Concept

Christine Gregoire

Summary
Christine Gregoire (ˈɡrɛɡwɑr; née O'Grady; born March 24, 1947) is an American politician who served as the 22nd governor of Washington from 2005 to 2013. A member of the Democratic Party, she defeated Republican candidate Dino Rossi in 2004, and again in 2008. She is the second female governor of Washington. Gregoire chaired the National Governors Association for the 2010–2011 term. She also served on the Governors' Council of the Bipartisan Policy Center in Washington, D. C. Gregoire was born in Adrian, Michigan but was raised in Auburn, Washington, by her mother, Sybil Grace Jacobs (née Palmer), who worked as a short-order cook. After graduating from Auburn Senior High School, she attended the University of Washington in Seattle, graduating in 1969 with a Bachelor of Arts in speech and sociology.
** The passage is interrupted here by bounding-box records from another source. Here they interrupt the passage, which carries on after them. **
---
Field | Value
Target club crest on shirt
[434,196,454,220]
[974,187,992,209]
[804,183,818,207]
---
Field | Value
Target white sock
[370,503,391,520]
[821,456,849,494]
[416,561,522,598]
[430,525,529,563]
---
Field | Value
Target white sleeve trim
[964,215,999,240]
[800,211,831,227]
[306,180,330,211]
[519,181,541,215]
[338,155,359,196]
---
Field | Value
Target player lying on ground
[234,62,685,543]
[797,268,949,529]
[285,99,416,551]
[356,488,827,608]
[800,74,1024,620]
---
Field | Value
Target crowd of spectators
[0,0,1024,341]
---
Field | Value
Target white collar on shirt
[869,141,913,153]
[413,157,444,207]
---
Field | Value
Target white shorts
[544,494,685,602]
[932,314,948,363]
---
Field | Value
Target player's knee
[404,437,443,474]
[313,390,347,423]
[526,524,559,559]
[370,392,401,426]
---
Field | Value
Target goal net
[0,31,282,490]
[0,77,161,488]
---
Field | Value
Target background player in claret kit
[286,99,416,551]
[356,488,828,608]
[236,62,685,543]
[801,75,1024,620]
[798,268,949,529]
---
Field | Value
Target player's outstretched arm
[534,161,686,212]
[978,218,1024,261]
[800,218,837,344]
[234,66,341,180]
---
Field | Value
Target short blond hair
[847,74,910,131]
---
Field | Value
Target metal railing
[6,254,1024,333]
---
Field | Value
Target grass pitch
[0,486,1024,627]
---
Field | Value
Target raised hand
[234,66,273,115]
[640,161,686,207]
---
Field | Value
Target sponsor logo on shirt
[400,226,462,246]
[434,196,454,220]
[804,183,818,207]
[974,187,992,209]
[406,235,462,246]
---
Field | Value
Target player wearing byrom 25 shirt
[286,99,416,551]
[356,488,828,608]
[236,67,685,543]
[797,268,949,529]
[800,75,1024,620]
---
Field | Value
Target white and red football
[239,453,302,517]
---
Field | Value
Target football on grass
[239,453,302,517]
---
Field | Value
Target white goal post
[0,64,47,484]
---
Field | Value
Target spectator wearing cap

At UW, she became a member of the Sigma Iota chapter of the Kappa Delta sorority. She then attended law school at Gonzaga University in Spokane, receiving her Juris Doctor in 1977. Gregoire went to work as an assistant attorney general in the office of State Attorney General Slade Gorton, a Republican. As an assistant attorney general, Gregoire concentrated on child-abuse cases, coordinating with social workers to get children removed from abusive family situations and placed with relatives or foster homes, and was later appointed as the first female Deputy Attorney General. In 1988, at the end of his first term as governor of Washington, Booth Gardner appointed Gregoire director of the Washington Department of Ecology. During her tenure, Gregoire worked with Gardner to reach an agreement with the federal government to clean up nuclear waste at the Hanford nuclear site. Gregoire served four years as director before running for attorney general in 1992. During her tenure, she oversaw the creation of the Pacific States/British Columbia Oil Spill Task Force. Following an oil spill off the coast of Washington and British Columbia involving the barge Nestucca, Gregoire coordinated with the Canadian government to form a task force to handle concerns West Coast citizens had surrounding oil transportation.